The Blog

Benefits Deaths - Calling for a Public Inquiry Should Be Top Priority for the Next Labour Leader

Last week the Department for Work and Pensions (DWP) was forced to release figures on the number of people who died shortly after being told they were fit for work and therefore having their benefits cut or removed. These figures were released following some persistent Freedom of Information campaigning and a petition1 that gained a great deal of media coverage and signatures. The DWP did everything possible to avoid publishing the figures.

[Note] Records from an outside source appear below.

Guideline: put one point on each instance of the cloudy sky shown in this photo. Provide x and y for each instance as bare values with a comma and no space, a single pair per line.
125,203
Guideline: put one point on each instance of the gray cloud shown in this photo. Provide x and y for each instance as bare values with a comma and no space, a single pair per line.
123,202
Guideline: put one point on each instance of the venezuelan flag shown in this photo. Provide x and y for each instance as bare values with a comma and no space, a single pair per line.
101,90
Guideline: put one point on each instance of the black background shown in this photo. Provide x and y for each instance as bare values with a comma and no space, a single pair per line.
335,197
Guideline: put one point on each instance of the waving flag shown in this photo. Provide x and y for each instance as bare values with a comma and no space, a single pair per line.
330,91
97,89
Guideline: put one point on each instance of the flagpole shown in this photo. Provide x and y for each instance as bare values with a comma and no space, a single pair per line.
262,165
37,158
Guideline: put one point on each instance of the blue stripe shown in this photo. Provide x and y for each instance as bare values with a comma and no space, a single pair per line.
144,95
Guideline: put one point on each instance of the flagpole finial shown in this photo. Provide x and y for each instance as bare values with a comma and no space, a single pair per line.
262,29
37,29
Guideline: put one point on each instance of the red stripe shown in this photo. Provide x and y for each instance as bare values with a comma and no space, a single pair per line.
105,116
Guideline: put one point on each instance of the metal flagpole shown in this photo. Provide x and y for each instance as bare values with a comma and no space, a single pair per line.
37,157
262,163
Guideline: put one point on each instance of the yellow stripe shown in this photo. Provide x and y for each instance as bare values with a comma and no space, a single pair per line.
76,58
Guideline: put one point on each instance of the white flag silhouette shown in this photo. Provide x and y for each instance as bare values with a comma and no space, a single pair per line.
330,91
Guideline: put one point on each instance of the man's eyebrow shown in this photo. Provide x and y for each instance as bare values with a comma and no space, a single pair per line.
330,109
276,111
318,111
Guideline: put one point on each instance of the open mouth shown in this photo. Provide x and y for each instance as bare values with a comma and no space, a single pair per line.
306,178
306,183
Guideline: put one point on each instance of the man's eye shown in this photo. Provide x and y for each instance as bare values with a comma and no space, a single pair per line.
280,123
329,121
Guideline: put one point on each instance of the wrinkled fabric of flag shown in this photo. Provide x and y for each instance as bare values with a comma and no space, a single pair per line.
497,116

The numbers were shocking. Several statistics concerning deaths have come out of analysis. Perhaps the most reported of these figures was the 2,380 people who died after being declared Fit for work and having their Employment and Support Allowance (ESA) cut. Statistics are always open to differing interpretations. The DWP issued a rebuttal claiming there was no causal link between people flowing off benefits and these deaths. These counter arguments surely necessitate further publicly conducted investigation.

What happened then? No-one knows exactly, and each case will be different. But they all have one thing in common. They were told they were fit for work and had their benefits removed. Then they died. It is quite likely then if someone dies within a couple of weeks of being told they were fit for work that they were not fit for work.

This is symptomatic of a wide variety of errors that have been made by the DWP - there have been countless examples of people being treated appallingly over benefits. To highlight just a few, there was the man with Multiple Sclerosis who cannot walk or talk, the soldier with diabetes who was sanctioned after missing one meeting, the deaf man who was sanctioned for arriving 10 minutes late to a meeting after he misheard the time of it, or even the disabled former soldiers who had their incapacity benefit cut and said they were humiliated at an assessment. These are just a handful, the list of examples in the media is long.

The scale of mistakes being made was further proved last week when it emerged that law students in Bristol had taken up cases on behalf of people who had received benefit sanctions and won a staggering 95% of cases. By that logic, only one in 20 benefit sanctions is correct. These mistakes are considerably more magnified when vulnerable and disabled people's lives are at stake.

How were so many people assessed so wrongly? If one person had died as a result of this it could be a tragic error, but it is likely that far more have passed away as a direct result of benefit sanctions. Families and friends of those people who died deserve an explanation. Loss of life on this scale deserves a public inquiry.

This is certainly not an issue that can be answered simply by claiming that money needs to be saved across the public sector, as the DWP are implementing their own guidelines. This begs the question, at what cost does the exchequer make cuts? If it means people are potentially dying as a result then those cuts are going too far, and the government is failing to lead a civilised country that looks after those who need it most. As a disabled person who is, thankfully still able to work, this government indifference leaves me deeply concerned for the future.

It is not surprising that the negative publicity of running fitness for work tests caused the company responsible for many of them, Atos, to back out of their delivery contract. A documentary revealed that the DWP knew some time back that the tests were failing people. Recently, it was also revealed that staff in Job Centre Plus were issued with guidance on how to deal with suicidal people. An acknowledgement surely that policy passed down was likely and known to cause such a reaction.

So far, this story has been ignored by Iain Duncan Smith, the Secretary of State for Work and Pensions - but if 2,380 people were to die under any other circumstances there would be questions to answer. Last week Andy Burnham called the DWP 'dehumanised' and Jeremy Corbyn called for the Secretary of State to resign. Whoever is elected should go further, top of the 'to-do list' when the next Labour leader is named on Saturday should be to call for a public inquiry into this treatment of disabled people and benefit claimants, all of the other party leaders should be making the same noises. Whether you agree with this government's programme of cuts and austerity or not, if it causes some people to die the current system is failing. ask yourself, do you want to live in a country that cuts benefits to those who need them most, whether or not they fit the criteria? Is that a blueprint for a civilised nation? The answer to these questions should be obvious. I wonder if those in charge at the Department Work and Pensions realise that? Let's have a full inquiry and see if they do.